Foodservice News This Week:

  • Lowering blood alcohol limits for driving has received a cool reception from the National Restaurant Association as well as the American Beverage Institute, which represents 8,000 restaurants that serve beverage alcohol. The National Transportation Safety Board has proposed lowering the blood alcohol limit for driving from the current level of 0.08 percent to 0.05 percent. The NTSB has no authority to set limits for drunk driving but can enforce their rules by withholding federal funds. This is how the government agency got the states to adopt the 0.08 percent limit although it took 20 years. Restaurants fear not only the loss of profits from their bar business but an overall loss of food sales as well if people can't drink at their establishments. Restaurant spokespersons point out less than 1 percent of highway deaths involve impaired drivers in the 0.05 percent to 0.08 percent range. They also note that a person of small stature could hit or exceed the 0.05 percent level with just one drink.
  • France looks to frozen foods to protect their bottom lines as wages climb. Made from scratch dishes are being replaced by frozen product as minimum wage in France has climbed more than 36 percent in real terms since 1990. Of course, in the land of great chefs and great dining, there are holdouts who still make everything in their kitchens and this group is lobbying for full disclosure on where the food comes from.
  • Sandwiches are a fast growing foodservice product, according to data from Technomic. The total sandwich category itself is not growing but more consumers are eating them away from the home. Nearly half of all sandwiches are ordered out, which is up from 44 percent in 2010.
  • Smaller menus at McDonald's are apparently in the works as the fast food giant reduces its current 145 items now being offered. McDonald's menu has grown 70 percent since 2007 according to Bloomberg News which quoted a corporate email to McD's franchisees. At least seven items are potentially going to be removed although a spokesperson for the chain played down the matter, stating that the company has been adding and removing menu items for decades.
  • McDonald's china expansion will result in 75,000 new positions this year on top of the 90,000 people they currently employ in the country.
  • Two Memphis barbeque giants died on the same day. John Willingham, founder of Willingham's World Champion Bar-B-Que and Don Pelt's, founder of the Corky's BarBQ, both died on the opening day of the Memphis in May World Championship Barbeque Cooking Contest this month.
  • Growth Chains: Krystal plans on opening 13 new locations by the end of the year. Noodles & Company's franchisee in New Jersey plans on opening 40 restaurants in the Northern and Central parts of the state while another franchisee has plans for 20 locations on Long Island, N.Y. Tim Horton's has signed an agreement for building 100 restaurants in Saudi Arabia. Starbucks has announced they plan on growing from 350 outlets in India to 4,000.

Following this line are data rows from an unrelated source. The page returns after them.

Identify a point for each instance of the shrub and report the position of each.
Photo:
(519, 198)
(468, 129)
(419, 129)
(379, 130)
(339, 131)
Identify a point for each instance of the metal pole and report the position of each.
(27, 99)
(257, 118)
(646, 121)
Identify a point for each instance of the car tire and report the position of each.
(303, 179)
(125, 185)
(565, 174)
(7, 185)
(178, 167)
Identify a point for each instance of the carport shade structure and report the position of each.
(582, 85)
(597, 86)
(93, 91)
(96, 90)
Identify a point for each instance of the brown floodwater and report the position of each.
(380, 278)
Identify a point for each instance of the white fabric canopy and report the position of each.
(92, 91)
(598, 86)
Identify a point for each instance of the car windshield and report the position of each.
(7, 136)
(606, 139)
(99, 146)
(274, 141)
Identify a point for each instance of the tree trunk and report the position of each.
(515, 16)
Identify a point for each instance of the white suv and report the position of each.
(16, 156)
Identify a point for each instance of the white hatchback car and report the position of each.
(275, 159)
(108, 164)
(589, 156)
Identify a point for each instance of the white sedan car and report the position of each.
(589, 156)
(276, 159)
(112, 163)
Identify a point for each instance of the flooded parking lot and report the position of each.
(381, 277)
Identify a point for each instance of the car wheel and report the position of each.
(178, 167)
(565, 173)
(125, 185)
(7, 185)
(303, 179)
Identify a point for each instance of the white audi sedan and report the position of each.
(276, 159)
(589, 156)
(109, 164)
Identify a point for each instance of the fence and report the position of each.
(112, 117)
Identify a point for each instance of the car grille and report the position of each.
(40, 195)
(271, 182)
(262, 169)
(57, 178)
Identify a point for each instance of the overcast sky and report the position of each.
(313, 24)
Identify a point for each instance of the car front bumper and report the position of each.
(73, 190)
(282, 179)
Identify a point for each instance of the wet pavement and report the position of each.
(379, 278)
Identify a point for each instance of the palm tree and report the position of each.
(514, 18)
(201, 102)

  • Comparable Store Sales Reports: Ark Restaurants (down 4.4 percent), Country Style Cooking (down 4.1 percent), Diversified Restaurant Holdings (up 3.5 percent), Granite City (up 2.7 percent), Jack in the Box (system up 0.1 percent, company-owned up 0.9 percent and franchised down 0.2 percent), Qdoba (system down 1.5 percent, company-owned down 0.5 percent and franchised down 0.9 percent) and Steak N Shake (up 0.3 percent).